[comp.sys.ibm.pc.programmer] Help needed

fang@dukempd.phy.duke.edu (Fang Zhong) (04/09/90)

	I am doing some image processing on a IBM PC-AT.
I use subroutines from ImageTool by Werner Frei Associates
to grab images.  I want to average several frames on an
image to increase S/N ratio.  I wrote a program with MS
QuickC 2.0 (enclosed below).  It takes 75 seconds to just
average over two frames.  Normally I want to average at
least eight frames.  That would take ten minutes during
which my image pattern may have changed.  
	Can some experts on the net tell me how to improve
the speed of the averaging through better programing?
	Thanks in advance.

Fang


-----------------------------------------------------
#include <stdio.h>
#include <malloc.h>
include "imtool.h" 

#define row 480
#define col 512

int **imatrix();
void free_imatrix();

int **ival;

void main()
{
	long ms, crg;
	int mode = 1, num, nframe, i, j, k, pval;

	ival = imatrix(1, row, 1, col);  /* allocate memory for ival */

	for(k = 1; k <= row; k++) {          /* initialize ival */
		for(j = 1; j <= col; j++) {
			ival[k][j] = 0;
		}
	}

	/* initialize imtool routines */
	ms = 0xd000;
	crg = 0x300;
	num = 1;
	INITIM(&num,&ms,&crg);    /* initialize the Frame Grabber Board */
	BRDSEL(&num);             /* initialize selected board */
	CLKSEL(&num);             /* initialize Clock mode to be PLL */

	printf("How many frames do you want to average?\n");
	scanf("%d", &nframe);

	for(i = 0; i < nframe; ++i) {
		DIGITZ(&mode);
		printf("\aCollecting frame #%d\n", i+1);
		for(k = 0; k < row; ++k) {
			for(j = 0; j < col; ++j) {
				RDPXL(&j, &k, &pval);
				ival[k+1][j+1] += pval;
			}
		}
	}

	printf("\aDisplay averaged image\n");

	for(k = 0; k < row; ++k) {
		for(j = 0; j < col; ++j) {
			pval = ival[k+1][j+1] / nframe;
			WRPXL(&j, &k, &pval);
			}
	}
	free_imatrix(ival, 1, row, 1, col);
}

int **imatrix(nrl,nrh,ncl,nch)
int nrl,nrh,ncl,nch;
{
	int i,**m;

	m=(int **)malloc((unsigned) (nrh-nrl+1)*sizeof(int*));
	m -= nrl;

	for(i=nrl;i<=nrh;i++) {
		m[i]=(int *)malloc((unsigned) (nch-ncl+1)*sizeof(int));
		m[i] -= ncl;
	}
	return m;
}

void free_imatrix(m,nrl,nrh,ncl,nch)
int **m;
int nrl,nrh,ncl,nch;
{
	int i;

	for(i=nrh;i>=nrl;i--) free((char*) (m[i]+ncl));
	free((char*) (m+nrl));
}
-- 
	Fang Zhong				1-919-684-8247
	Duke University Dept. of Physics	fang@phy.duke.edu
	Durham, N.C.      27706

cs4g6ag@maccs.dcss.mcmaster.ca (Stephen M. Dunn) (04/11/90)

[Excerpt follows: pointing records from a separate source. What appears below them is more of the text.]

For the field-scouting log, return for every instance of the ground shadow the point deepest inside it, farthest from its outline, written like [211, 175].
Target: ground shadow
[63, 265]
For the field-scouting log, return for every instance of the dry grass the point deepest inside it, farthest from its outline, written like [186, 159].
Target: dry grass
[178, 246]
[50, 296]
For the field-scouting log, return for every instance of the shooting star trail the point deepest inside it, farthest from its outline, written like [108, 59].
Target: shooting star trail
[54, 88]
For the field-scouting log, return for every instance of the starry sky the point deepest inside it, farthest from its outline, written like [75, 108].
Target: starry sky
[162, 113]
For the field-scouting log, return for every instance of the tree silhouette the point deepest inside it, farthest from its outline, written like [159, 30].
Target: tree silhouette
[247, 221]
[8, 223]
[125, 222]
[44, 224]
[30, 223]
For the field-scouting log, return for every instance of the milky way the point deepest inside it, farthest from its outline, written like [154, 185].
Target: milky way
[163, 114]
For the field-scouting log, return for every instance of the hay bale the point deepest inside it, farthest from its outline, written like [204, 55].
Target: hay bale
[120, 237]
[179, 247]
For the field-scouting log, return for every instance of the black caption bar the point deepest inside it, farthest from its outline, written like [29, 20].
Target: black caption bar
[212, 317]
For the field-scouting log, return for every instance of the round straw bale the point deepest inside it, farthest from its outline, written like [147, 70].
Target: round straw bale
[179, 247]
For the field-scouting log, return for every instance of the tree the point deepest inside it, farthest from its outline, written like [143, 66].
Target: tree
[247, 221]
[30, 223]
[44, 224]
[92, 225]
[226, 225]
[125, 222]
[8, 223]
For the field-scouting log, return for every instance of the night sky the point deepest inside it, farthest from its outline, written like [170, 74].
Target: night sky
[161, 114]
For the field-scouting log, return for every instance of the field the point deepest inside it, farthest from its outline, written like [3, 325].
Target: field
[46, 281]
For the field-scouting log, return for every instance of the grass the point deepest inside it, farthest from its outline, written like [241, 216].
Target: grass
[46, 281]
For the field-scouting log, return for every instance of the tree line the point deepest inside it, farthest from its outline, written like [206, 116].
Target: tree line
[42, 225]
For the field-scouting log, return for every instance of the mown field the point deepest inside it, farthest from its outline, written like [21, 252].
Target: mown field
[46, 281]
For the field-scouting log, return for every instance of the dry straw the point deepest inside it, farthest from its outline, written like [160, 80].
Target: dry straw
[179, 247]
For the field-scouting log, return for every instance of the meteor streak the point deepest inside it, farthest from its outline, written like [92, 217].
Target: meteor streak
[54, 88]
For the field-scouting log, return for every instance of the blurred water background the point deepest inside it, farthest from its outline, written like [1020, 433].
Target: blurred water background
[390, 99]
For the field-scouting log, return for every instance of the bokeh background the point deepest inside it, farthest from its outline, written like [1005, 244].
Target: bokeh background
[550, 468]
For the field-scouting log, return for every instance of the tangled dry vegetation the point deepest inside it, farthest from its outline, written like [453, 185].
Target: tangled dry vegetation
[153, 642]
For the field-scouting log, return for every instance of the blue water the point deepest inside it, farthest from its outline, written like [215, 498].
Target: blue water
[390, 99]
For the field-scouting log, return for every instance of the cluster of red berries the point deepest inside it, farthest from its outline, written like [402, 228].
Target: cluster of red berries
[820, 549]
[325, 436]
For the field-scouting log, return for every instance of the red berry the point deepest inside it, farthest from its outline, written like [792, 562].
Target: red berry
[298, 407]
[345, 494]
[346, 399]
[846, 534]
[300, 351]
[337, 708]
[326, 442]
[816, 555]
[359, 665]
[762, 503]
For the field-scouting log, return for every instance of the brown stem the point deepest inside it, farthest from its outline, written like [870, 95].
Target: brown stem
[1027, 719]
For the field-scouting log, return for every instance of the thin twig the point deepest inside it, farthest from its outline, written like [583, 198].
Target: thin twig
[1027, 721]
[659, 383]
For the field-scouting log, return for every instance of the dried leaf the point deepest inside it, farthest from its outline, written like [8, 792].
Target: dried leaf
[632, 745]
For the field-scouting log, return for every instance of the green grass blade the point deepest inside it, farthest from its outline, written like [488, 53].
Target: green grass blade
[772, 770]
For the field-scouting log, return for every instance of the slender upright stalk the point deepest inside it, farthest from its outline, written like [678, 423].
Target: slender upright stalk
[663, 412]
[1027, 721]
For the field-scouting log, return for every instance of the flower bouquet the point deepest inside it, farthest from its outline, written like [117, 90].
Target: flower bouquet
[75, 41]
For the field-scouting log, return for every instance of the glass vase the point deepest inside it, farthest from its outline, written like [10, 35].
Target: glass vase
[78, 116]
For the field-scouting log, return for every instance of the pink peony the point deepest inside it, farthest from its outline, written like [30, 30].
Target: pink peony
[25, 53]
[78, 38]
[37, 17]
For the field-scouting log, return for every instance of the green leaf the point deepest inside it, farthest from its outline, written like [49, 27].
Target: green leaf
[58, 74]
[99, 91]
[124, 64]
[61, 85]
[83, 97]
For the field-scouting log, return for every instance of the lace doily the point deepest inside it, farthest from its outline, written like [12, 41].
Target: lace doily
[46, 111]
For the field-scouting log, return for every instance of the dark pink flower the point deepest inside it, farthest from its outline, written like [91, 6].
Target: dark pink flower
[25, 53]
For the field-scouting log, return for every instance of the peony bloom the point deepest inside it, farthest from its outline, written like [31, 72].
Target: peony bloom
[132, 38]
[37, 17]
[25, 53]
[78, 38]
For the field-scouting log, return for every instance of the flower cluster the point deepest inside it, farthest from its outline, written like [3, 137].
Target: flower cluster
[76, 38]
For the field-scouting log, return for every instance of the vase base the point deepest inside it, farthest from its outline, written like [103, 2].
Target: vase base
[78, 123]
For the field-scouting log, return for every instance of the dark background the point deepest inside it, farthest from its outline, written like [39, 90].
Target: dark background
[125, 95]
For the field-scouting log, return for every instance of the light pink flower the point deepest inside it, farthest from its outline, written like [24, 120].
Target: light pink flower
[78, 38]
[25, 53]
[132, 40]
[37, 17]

   I'm not familiar with Quick C, but I don't believe it does much
in the way of optimization.  If that's correct, you may be able to
speed things up a bit by using MSC or other optimizing compilers.

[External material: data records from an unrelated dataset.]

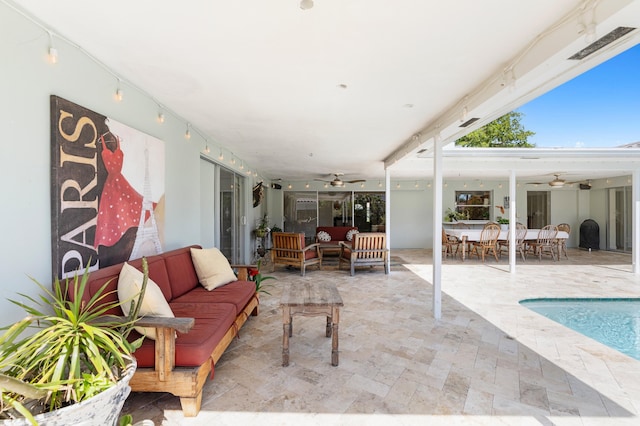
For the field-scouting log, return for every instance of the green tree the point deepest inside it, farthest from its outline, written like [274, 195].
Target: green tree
[504, 132]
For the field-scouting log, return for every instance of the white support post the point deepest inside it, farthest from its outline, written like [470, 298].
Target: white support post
[387, 214]
[635, 226]
[437, 228]
[512, 221]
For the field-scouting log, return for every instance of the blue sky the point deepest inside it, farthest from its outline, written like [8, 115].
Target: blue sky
[600, 108]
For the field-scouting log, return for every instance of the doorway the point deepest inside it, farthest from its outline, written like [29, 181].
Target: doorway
[230, 213]
[538, 209]
[619, 215]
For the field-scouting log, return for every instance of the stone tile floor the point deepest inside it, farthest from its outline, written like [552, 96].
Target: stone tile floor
[486, 361]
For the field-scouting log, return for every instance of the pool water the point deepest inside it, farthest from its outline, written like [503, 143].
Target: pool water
[613, 322]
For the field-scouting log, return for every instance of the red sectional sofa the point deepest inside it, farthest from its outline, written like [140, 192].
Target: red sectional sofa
[188, 346]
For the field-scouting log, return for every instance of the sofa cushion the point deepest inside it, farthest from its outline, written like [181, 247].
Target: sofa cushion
[195, 347]
[351, 233]
[338, 233]
[181, 272]
[153, 301]
[323, 236]
[237, 293]
[212, 267]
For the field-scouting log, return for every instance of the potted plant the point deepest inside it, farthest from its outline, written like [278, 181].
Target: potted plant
[263, 227]
[78, 358]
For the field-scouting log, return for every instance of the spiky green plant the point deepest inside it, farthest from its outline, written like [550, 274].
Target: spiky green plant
[77, 351]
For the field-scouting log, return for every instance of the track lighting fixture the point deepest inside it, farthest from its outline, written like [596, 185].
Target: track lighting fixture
[306, 4]
[119, 93]
[53, 52]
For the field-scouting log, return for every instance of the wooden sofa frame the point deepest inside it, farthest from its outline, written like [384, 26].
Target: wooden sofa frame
[185, 382]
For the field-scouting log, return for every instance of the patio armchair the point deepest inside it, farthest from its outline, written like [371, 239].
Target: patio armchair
[289, 249]
[366, 249]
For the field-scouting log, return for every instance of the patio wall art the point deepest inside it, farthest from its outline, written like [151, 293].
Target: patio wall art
[107, 190]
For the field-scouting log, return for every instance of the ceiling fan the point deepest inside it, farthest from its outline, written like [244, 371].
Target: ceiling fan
[556, 182]
[339, 182]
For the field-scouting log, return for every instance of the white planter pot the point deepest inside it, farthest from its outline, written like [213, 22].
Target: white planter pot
[102, 409]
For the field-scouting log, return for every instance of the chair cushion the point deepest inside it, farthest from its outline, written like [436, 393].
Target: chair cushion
[212, 267]
[153, 302]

Now on to the program itself:

In article <866@dukempd.phy.duke.edu> fang@dukempd.phy.duke.edu (Fang Zhong) writes:

$		for(k = 0; k < row; ++k) {
$			for(j = 0; j < col; ++j) {
$				RDPXL(&j, &k, &pval);
$				ival[k+1][j+1] += pval;
$			}
$		}

   The k+1 and j+1 in the final statement above are time-wasters.
The k+1 only needs to be performed when k is incremented, and the
j+1 could be changed so that it actually updates j, since the next
thing that is done is the ++j in the for statement:

	for (k = 0; k < row;++ k)
	{
		register int	temp = k + 1;

		for (j = 0; j < col;)
		{
			RDPXL (&j, &k, &pval);
			ival [temp] [++ j] += pval;
		}
	}

   Any optimizing compiler should be able to remove the loop invariant
k+1 from the inner loop.  I don't know how many will change the
code involving j, though.

   In any case, though, the biggest time-waster in the code you have
is the overhead involved in calling RDPXL (row * col) times.  Each
time, the arguments have to pushed onto the stack before the call
and popped afterwards.  If these are calls to subroutines provided
with the board, you have one (maybe two) choices:

- write an assembly language routine that you call once for each
  column that does the calls itself and returns a whole column at
  once

- see if there's such a call provided for you

   If you wrote RDPXL yourself, you should seriously consider writing
a new routine that returns a whole column or row at a time.

   So the first suggestion basically involves optimizing the code
yourself instead of hoping the compiler will do so (you'd be
surprised at how much faster a program can run if you remove stuff
from loops that only needs to be done once!), and the second
involves trying to cut down the overhead of function calls.
These are both techniques that are generally applicable, especially
the first one when using non-optimizing compilers.
-- 
               More half-baked ideas from the oven of:
****************************************************************************
Stephen M. Dunn                               cs4g6ag@maccs.dcss.mcmaster.ca
     <std_disclaimer.h> = "\nI'm only an undergraduate ... for now!\n";